I am in the process of creating a program that generates status-quo variance-free portfolio (at least theoretically), and my question is pretty fundamental, which may just mean dumb. I am sorry if that is the case.

So, since most of the formulas I have seen for a "risk-free" portfolio say that you are basically replicating the return of the archetypal risk-free asset (treasury bonds, in the case of my textbook), why would we want to replicate that if they are readily available?

Again, sorry if that is a dumb question.


2 Answers 2


You are absolutely right that no one would like to replicate return of risk free assets when such instrument is easily available in the market and can be bought directly. So, why financial managers put their time and energy in creating such risk free portfolio?
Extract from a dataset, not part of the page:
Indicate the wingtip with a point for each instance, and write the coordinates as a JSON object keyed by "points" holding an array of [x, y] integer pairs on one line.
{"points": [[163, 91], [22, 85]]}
  1. The application of creating risk free portfolio is mostly used in pricing derivative securities. This is done to ensure that model price does not provide arbitrage opportunities. This concept emerge from the fact that if a portfolio consists of 2 risky securities but risk of the portfolio is zero, then it must provide risk free return (irrespective of composition of portfolio). This is base on the premise that you can always buy the cheaper assets (or portfolio) and sell the overpriced portfolio (or assets).
  2. Just think of a situation when investors face restrictions on borrowing. In such scenario, zero-beta portfolio come at handy.

I think the goal of the exercise is to create some sort of risk-free portfolio with a positive return after borrowing costs. Then, theoretically, you can lever it up.

And of course, at 10x leverage, you should be pretty sure that is really is risk-free.